Begleitet werden muss diese Entwicklung durch eine agile Modifikation der ITIL-basierten Prozesse. Hierfür soll das Regelwerk schon bald konkrete Hilfestellungen bieten. In seiner noch für dieses Jahr erwarteten neuen Version soll es praktische Anleitungen und Beispiele dafür bereitstellen, das Framework in Verbindung mit Praktiken wie DevOps, Agile und Lean einzusetzen.

Der Service Manager wird zu einer erfolgskritischen Funktion

Das zukünftig agile Profil der IT-Organisationen hat aber weitere Konsequenzen. Denn weil Agilität keinem Selbstzweck folgt, sondern sie einer anpassungsfähigeren und stärker kundenfokussierten Ausrichtung dienen soll, bedarf es auch einer engeren Verzahnung mit dem Business. Dies verlangt die Implementierung einer Rolle, die man je nach Sichtweise als Service Manager oder Produktmanager bezeichnen kann. Er kommt idealerweise aus dem internen Fachbereich oder steht im engen Kontakt mit dem jeweiligen Kunden.

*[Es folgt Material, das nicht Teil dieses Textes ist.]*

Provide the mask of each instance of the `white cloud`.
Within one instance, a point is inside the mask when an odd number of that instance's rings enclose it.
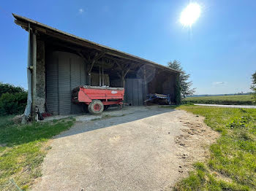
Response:
[[[84,10],[83,9],[79,9],[78,12],[79,13],[82,14],[83,12],[84,12]]]
[[[226,85],[227,82],[212,82],[213,85]]]

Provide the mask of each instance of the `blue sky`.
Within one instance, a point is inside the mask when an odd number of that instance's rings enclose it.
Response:
[[[28,34],[14,23],[14,12],[162,65],[176,59],[191,74],[196,94],[249,91],[256,1],[190,1],[203,7],[192,28],[178,22],[189,0],[4,1],[0,82],[26,87]]]

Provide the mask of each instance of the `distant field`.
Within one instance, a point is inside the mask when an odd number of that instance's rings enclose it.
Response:
[[[253,105],[252,96],[222,96],[189,97],[184,101],[187,104],[222,104],[222,105]]]

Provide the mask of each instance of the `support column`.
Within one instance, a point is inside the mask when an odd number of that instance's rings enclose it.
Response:
[[[146,100],[146,96],[148,94],[148,82],[146,82],[146,65],[143,66],[143,79],[144,79],[144,101]]]
[[[37,39],[37,82],[36,82],[36,106],[39,111],[45,112],[45,42]]]
[[[32,34],[32,120],[35,120],[36,116],[36,92],[37,92],[37,36]]]
[[[102,72],[100,66],[99,66],[99,86],[102,86]]]

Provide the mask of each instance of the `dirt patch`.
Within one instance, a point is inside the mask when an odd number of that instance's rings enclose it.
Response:
[[[178,148],[178,157],[180,160],[178,179],[188,175],[195,162],[206,160],[209,157],[209,146],[219,137],[219,133],[213,130],[204,122],[204,117],[186,112],[178,120],[183,123],[183,133],[175,138]]]

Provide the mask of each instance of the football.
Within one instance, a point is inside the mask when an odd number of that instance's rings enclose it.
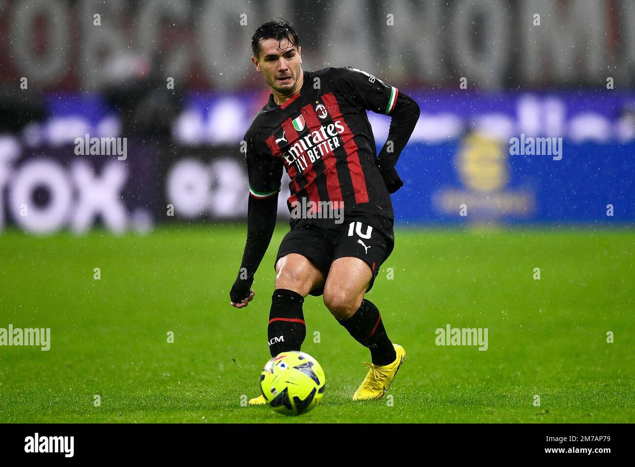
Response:
[[[260,374],[260,390],[276,412],[302,415],[319,403],[326,381],[320,364],[308,353],[283,352],[265,365]]]

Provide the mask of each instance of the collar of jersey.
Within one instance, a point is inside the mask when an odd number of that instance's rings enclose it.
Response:
[[[282,105],[278,105],[277,104],[276,104],[276,101],[274,100],[274,95],[272,93],[270,94],[269,95],[269,107],[271,108],[272,108],[272,109],[286,109],[291,104],[292,104],[295,100],[297,100],[298,97],[300,97],[300,96],[302,93],[302,91],[304,90],[305,88],[306,88],[307,83],[308,83],[309,81],[309,75],[311,73],[311,72],[309,72],[309,71],[303,71],[302,72],[304,73],[304,77],[303,78],[303,79],[304,81],[302,83],[302,87],[300,88],[300,92],[298,92],[297,94],[296,94],[295,95],[294,95],[290,99],[289,99],[288,100],[287,100]]]

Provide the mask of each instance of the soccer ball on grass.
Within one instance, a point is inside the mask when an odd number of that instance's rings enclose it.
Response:
[[[324,395],[326,379],[308,353],[282,352],[267,362],[260,374],[260,390],[272,409],[284,415],[312,410]]]

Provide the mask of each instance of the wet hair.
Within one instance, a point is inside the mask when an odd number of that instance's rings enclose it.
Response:
[[[256,29],[256,32],[251,36],[251,51],[253,52],[253,56],[256,58],[260,58],[260,41],[265,39],[275,39],[277,41],[279,50],[282,50],[279,43],[285,38],[296,47],[300,44],[298,34],[296,34],[295,30],[291,25],[286,20],[281,18],[278,19],[280,20],[265,23]]]

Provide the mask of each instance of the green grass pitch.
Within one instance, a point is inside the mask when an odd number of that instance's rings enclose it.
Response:
[[[0,234],[0,327],[51,334],[48,351],[0,347],[0,422],[635,422],[635,235],[626,229],[398,229],[368,295],[407,353],[392,400],[352,401],[368,351],[309,297],[302,349],[326,372],[322,402],[295,418],[241,406],[258,394],[269,358],[272,263],[287,228],[241,310],[229,290],[244,226]],[[487,328],[488,349],[436,346],[447,324]]]

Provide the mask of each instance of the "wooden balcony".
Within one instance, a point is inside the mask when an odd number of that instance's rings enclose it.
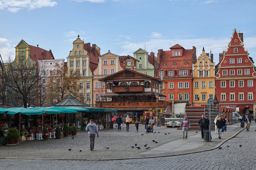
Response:
[[[129,103],[129,104],[128,104]],[[160,100],[158,102],[158,107],[165,107],[169,104],[168,101]],[[156,107],[156,102],[155,101],[132,101],[116,102],[104,102],[102,103],[103,108],[117,108],[117,107]],[[100,107],[101,102],[96,102],[95,107]]]
[[[144,92],[144,86],[112,86],[112,91],[113,92]]]

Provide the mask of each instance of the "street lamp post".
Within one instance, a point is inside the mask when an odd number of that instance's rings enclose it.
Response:
[[[156,126],[158,126],[158,97],[159,97],[159,94],[158,93],[155,93],[155,98],[156,98]]]

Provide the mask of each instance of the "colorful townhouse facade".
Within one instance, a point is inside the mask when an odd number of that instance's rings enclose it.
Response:
[[[234,107],[242,115],[256,108],[256,71],[243,41],[235,29],[227,50],[219,54],[215,79],[220,107]]]
[[[90,106],[94,104],[93,94],[93,72],[98,66],[100,48],[96,44],[84,43],[79,38],[79,35],[73,42],[73,49],[67,57],[67,66],[71,74],[76,74],[81,78],[79,99]]]
[[[206,53],[203,48],[202,53],[192,65],[193,105],[207,104],[209,99],[213,99],[215,94],[215,63],[213,55]]]

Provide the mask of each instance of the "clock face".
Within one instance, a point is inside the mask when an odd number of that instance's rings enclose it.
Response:
[[[126,65],[127,66],[130,66],[132,65],[132,62],[130,61],[128,61],[126,62]]]

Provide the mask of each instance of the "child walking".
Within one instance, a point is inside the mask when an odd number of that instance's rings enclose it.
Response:
[[[136,126],[136,130],[137,131],[139,131],[139,123],[138,123],[138,121],[136,121],[136,123],[135,124],[135,126]]]

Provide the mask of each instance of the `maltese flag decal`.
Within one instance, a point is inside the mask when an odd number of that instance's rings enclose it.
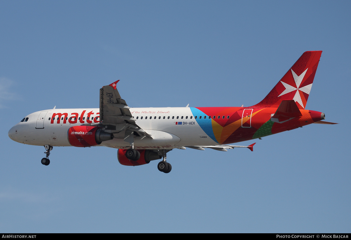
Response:
[[[110,84],[110,86],[112,87],[113,88],[113,89],[114,89],[114,90],[116,90],[116,86],[117,85],[117,83],[119,81],[119,80],[117,80],[114,82],[113,82]]]

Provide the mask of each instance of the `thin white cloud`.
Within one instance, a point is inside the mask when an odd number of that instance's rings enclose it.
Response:
[[[0,77],[0,108],[6,106],[6,102],[15,98],[15,94],[10,91],[13,82],[4,77]]]

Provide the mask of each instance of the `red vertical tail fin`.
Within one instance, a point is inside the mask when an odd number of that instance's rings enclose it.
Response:
[[[304,109],[314,78],[322,51],[305,52],[277,85],[256,107],[278,107],[283,100],[294,100]]]

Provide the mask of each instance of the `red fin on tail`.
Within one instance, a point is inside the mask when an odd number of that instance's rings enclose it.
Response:
[[[254,107],[278,107],[284,100],[294,100],[304,109],[322,51],[305,52],[264,99]]]

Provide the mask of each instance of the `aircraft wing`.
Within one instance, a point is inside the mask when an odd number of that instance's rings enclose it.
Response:
[[[151,136],[135,123],[126,101],[121,98],[114,82],[100,89],[100,124],[113,133],[120,133],[119,137],[126,139],[134,134],[141,136]],[[116,134],[114,134],[116,136]],[[129,136],[129,137],[128,137]]]
[[[205,148],[208,148],[214,149],[219,151],[225,151],[226,152],[227,149],[233,149],[236,147],[247,147],[251,151],[253,151],[253,145],[256,143],[252,144],[248,146],[237,146],[233,145],[214,145],[210,146],[185,146],[186,147],[193,148],[198,150],[205,150]]]

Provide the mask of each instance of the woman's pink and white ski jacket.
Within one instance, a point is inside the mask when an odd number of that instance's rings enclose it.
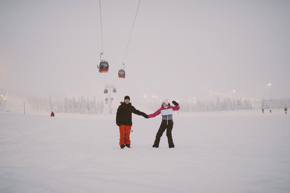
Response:
[[[148,115],[148,118],[155,117],[161,114],[162,116],[162,120],[172,120],[173,111],[178,111],[180,108],[179,105],[172,106],[169,104],[168,107],[166,108],[163,107],[161,105],[161,108],[157,111],[154,113]]]

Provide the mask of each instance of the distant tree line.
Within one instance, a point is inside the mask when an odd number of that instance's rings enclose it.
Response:
[[[185,103],[185,104],[184,103]],[[182,102],[180,105],[181,110],[184,112],[207,112],[220,111],[234,111],[243,109],[251,109],[253,108],[252,101],[248,99],[242,100],[237,98],[232,100],[229,98],[224,99],[221,101],[219,98],[217,97],[215,102],[201,101],[198,100],[194,102]]]
[[[264,109],[271,109],[272,108],[272,101],[271,99],[262,100],[262,108]],[[276,99],[273,100],[273,108],[288,108],[290,106],[290,99]]]
[[[81,114],[102,114],[105,105],[104,102],[96,101],[95,97],[94,100],[89,99],[89,96],[86,99],[83,96],[80,96],[76,100],[74,97],[68,98],[66,97],[64,99],[59,98],[52,100],[50,95],[48,98],[33,96],[28,97],[28,102],[31,105],[32,109],[37,111],[53,111],[56,113],[68,113]]]
[[[51,95],[47,98],[33,96],[31,94],[19,91],[11,92],[11,94],[19,97],[23,98],[26,96],[26,101],[31,105],[32,108],[36,111],[53,111],[55,112],[65,112],[80,114],[102,114],[105,109],[103,101],[96,101],[95,98],[93,100],[89,100],[89,96],[85,99],[83,96],[76,99],[74,97],[71,98],[66,97],[62,100],[59,98],[53,100]],[[243,109],[272,108],[272,101],[271,100],[263,98],[262,101],[253,101],[248,99],[242,99],[237,98],[224,98],[221,101],[218,96],[215,99],[198,100],[195,102],[191,101],[179,101],[180,106],[179,112],[204,112],[221,111],[234,111]],[[161,106],[159,101],[151,100],[150,102],[145,102],[142,100],[135,100],[134,104],[141,105],[145,104],[150,111],[156,111]],[[287,108],[290,106],[290,99],[275,99],[273,100],[273,108]]]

Seine Funktion besteht darin, die Priorisierung der Anforderungen aus dem Backlog anhand des Kundennutzens zu verantworten, gleichzeitig muss er die Weiterentwicklung der Services sicherstellen. Doch Vorsicht: Hierfür müssen Zuständigkeiten aus der Linie an diese Rollen übergeben werden, was möglicherweise nicht gänzlich ohne Widerstände erfolgen wird.

Um ausreichend handlungsfähig zu sein, benötigt er zwangsläufig auch die notwendigen Befugnisse. Vorteilhaft ist, wenn ihm hierfür ein Service- bzw. Produktteam entlang der Lieferkette zur Verfügung steht. Diese Ressourcen minimieren Abstimmungsaufwände, außerdem kann der Service Manager bei Engpässen gezielt in die Abläufe eingreifen. Denn gerade die benötigten Entwicklungsressourcen stellen oftmals einen Flaschenhals dar.

Zum besonderen Vorteil agil arbeitender Projektteams gehört daher, dass die Wissensweitergabe von der Entwicklung an das Operations-Team erleichtert wird. Somit können mit der Weiterentwicklung des Teams einfache freigegebene Änderungen (Standard Changes) auch direkt vom Operations-Team durchgeführt werden, um die Entwicklung zu entlasten. Ohne ein zusammengehöriges Team wird diese Weitergabe hingegen schnell durch die Organisationsgrenzen behindert.

Bedeutsam sind unter agilen Bedingungen auch die Service Level Agreements (SLA). Um die Leistungserbringung gezielter steuern zu können, sind Service-spezifische SLAs statt generalistischer Leistungsvereinbarungen notwendig. Sie versetzen den Service Manager in die Lage, mit dem Kunden wesentlich gezielter die Ressourcen priorisieren zu können. Dies etwa bei der Frage, ob bevorzugt eine neue Anforderung oder die Beseitigung einer Störung realisiert werden soll. Eine Überarbeitung der SLA-Strukturen ist aber beispielsweise auch für DevOps-Prozesse bei Nutzung von Cloud-Services notwendig, weil ansonsten sowohl die Rolle des Masters als auch die der internen bzw. externen Support-Verantwortlichkeiten an den Prozessschnittstellen unklar bleiben.

Das Governance-Management wird sich ändern

Was aber auch schon bald zum neuen Gesicht des IT Service Managements gehören wird, sind die Verfahren zur Ausrichtung der IT-Projekte an den Unternehmensstrategien. In den klassischen Verfahren ließ sich dies vergleichsweise klar umsetzen. Wenn jedoch agile Bedingungen hineinfließen, dann darf sich die IT-Governance nicht als ein starres Korsett darstellen. Die besondere Schwierigkeit besteht darin, zwischen der Einhaltung und Messung der Unternehmensziele auf der einen Seite und den agilen Flexibilitätsansprüchen auf der anderen Seite eine Balance herzustellen. Deshalb müssen statische und sehr formalisierte Elemente beispielsweise in der IT-Budgetierung und dem Management des Projektportfolios aufgeweicht werden, ohne dass es jedoch zu Abstrichen bei bestimmten Governance-Vorgaben wie etwa Stabilität, Compliance oder der Risikominimierung kommt.